Öğretmeni çatır çatır ingilizce konuştuğu için, benim beynim
de kolaya kaçıveriyor, o ispanyolca, ben ingilizce muhabbet
ediyoruz arada. Sonunda o da pes ediyor. “Tamam tamam, belli
şişmişsin yine gel iki lafın belini kıralım” diyor.
Öğretmen demek
ne kadar doğru bilmiyorum, çünkü komşum ama buradaki can yoldaşımız
kendisi. Dünyanın hiçbir yerinde(Buna Türkiye dahil) çocuğunuz
için daha iyi bir seçenek bulamazsınız. Hem eğitimli, hem
becerikli, hem iyi bir insan, güler yüzlü... Burada yaşarken
mutlu olmak için tutunduğum ilk şey sağlıklı olmamız ve
ikincisi de oğlumun öğretmeni. Akşamüstü de parkta ispanyolca
duyuyor. Arada çizgi filmler de ispanyolca. Günde en az 5 saat
yoğun bir şekilde bu dile maruz kalıyor. Ve ilk üç yaşın dil
öğrenmede ne kadar önemli olduğunu okumuşsunuzdur.
Oğlumun
kabiliyeti ona özel değil. Şımarık instagram anneleri gibi;
“Ayy
benim oğlum çok ama çok zekiiii, o bir cinyıııs!”
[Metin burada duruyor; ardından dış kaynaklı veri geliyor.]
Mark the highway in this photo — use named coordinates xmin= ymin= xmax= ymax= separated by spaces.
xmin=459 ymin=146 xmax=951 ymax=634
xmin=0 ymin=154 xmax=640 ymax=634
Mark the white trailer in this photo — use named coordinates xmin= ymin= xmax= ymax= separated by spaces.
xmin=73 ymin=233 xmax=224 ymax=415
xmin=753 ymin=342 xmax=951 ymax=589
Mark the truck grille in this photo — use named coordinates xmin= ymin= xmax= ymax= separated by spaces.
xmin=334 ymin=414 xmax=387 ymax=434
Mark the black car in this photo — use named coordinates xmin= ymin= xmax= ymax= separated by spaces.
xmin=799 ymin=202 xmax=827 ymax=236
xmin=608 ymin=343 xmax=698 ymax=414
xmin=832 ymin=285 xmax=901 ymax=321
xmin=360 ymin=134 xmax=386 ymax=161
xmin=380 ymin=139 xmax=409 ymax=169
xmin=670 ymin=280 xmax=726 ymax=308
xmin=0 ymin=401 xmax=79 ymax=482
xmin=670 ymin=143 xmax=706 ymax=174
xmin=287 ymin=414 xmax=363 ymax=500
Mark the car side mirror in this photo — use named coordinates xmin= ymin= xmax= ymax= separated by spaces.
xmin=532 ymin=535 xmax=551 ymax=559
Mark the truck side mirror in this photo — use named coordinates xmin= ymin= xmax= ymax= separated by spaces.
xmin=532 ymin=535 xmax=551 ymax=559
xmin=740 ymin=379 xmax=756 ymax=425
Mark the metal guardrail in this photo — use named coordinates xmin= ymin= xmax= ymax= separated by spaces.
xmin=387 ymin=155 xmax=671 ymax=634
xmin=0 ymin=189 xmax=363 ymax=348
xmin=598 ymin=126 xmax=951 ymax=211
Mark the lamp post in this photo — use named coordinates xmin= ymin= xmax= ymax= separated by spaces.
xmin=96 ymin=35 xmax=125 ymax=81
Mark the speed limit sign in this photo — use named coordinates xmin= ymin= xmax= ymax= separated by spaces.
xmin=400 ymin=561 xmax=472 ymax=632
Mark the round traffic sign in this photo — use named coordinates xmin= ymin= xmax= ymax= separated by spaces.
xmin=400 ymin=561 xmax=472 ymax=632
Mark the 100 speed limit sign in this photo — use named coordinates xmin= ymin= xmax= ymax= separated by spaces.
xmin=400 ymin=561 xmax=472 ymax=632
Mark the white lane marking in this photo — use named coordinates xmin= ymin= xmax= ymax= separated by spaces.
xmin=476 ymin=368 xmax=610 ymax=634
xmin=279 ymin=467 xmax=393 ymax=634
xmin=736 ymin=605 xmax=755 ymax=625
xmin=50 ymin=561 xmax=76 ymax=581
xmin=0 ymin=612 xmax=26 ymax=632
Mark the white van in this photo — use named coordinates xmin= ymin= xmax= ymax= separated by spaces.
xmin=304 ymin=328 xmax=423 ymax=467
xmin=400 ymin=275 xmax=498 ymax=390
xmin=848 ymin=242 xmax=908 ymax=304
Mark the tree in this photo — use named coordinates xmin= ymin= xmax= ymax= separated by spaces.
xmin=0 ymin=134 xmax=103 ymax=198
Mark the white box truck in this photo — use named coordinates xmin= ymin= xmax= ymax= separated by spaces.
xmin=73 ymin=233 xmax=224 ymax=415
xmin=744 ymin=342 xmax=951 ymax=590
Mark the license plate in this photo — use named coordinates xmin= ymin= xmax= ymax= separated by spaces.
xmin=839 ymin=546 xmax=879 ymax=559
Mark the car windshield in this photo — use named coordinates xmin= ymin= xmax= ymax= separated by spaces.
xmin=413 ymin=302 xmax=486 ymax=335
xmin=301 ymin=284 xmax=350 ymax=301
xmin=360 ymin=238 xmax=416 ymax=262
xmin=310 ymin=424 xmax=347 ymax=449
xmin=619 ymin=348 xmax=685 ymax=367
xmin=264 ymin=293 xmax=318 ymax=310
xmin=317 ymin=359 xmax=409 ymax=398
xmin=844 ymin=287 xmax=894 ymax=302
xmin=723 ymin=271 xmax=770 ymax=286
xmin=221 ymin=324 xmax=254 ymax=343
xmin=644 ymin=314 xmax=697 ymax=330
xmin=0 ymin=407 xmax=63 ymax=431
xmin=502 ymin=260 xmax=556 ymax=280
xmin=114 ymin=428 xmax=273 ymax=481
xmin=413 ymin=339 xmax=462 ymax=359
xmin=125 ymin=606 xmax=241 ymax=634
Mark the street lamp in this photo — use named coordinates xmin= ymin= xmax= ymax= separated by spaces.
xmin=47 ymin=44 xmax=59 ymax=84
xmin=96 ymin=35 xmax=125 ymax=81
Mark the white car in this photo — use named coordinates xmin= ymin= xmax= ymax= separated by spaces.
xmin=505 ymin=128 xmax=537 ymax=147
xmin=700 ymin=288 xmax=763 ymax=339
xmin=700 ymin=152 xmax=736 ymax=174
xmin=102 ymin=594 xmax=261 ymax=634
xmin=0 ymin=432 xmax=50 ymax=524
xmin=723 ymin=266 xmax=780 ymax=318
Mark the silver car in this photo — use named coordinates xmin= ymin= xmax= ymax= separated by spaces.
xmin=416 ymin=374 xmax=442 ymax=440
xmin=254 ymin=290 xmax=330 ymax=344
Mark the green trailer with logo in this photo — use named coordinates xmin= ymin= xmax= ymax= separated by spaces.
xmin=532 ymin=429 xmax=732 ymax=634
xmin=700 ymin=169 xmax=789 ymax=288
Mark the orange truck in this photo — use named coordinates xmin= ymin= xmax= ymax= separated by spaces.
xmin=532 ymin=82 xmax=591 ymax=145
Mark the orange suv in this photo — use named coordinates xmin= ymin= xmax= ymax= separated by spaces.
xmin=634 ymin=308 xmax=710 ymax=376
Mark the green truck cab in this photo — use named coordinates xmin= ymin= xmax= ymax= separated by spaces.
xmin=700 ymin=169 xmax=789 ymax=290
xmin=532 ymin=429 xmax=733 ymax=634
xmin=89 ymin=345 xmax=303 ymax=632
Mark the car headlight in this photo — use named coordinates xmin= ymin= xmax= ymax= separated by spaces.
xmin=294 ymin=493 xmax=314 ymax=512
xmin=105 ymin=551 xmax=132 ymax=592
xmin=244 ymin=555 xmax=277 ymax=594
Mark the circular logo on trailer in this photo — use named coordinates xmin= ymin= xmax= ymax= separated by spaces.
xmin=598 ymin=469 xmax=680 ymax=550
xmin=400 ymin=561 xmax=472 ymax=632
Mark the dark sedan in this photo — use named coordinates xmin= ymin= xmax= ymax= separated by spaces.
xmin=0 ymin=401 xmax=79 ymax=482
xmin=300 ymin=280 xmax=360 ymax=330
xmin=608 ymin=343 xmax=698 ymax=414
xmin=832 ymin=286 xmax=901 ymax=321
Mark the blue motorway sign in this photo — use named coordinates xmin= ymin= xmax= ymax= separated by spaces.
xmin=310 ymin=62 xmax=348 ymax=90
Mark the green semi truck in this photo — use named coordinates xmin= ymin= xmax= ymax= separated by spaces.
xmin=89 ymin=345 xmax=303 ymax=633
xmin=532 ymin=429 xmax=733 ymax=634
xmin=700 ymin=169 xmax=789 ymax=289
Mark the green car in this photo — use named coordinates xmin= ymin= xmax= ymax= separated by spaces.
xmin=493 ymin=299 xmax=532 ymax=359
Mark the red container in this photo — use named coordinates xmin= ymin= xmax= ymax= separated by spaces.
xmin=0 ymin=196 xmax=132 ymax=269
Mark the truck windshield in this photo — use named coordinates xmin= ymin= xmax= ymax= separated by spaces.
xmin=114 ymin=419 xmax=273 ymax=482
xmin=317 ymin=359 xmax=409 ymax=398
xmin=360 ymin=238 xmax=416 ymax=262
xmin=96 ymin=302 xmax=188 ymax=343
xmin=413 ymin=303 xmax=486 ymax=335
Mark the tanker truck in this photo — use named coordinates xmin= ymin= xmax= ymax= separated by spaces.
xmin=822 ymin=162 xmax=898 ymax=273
demiyeceğim. Gayet sıradan. Onun dil öğrenebilme kapasitesini
gördükçe, on dili duysa da öğrenebileceğini fark ettim.
Dil
bilimci bir arkadaşım, bir tez konusunu kaçırdığını
düşünüyor. Biz eşimle aramızda Türkçe konuşuyoruz
doğal olarak. Günde 3 saat yoğun ispanyolca duyuyor karşılıklı.
Ben dışarıda hep ingilizce konuşuyorum. Öğretmeniyle de. Eşimle
eğer onun hakkında konuşacaksak, anlamasın diye ingilizce
konuşuyorum. Çünkü iyi ya da kötü, çocuğun yanında
konuşmanın doğru olduğunu düşünmüyorum. Anlamadığı bir şey
konuşmak da doğru değil belki ama diğer seçeneğe göre daha
iyi.
(İngilizcem de gayet sokak dili, yanlış anlaşılma olmasın. Kendimi idare edecek kadar. Derdimi anlatıyorum çok şükür.)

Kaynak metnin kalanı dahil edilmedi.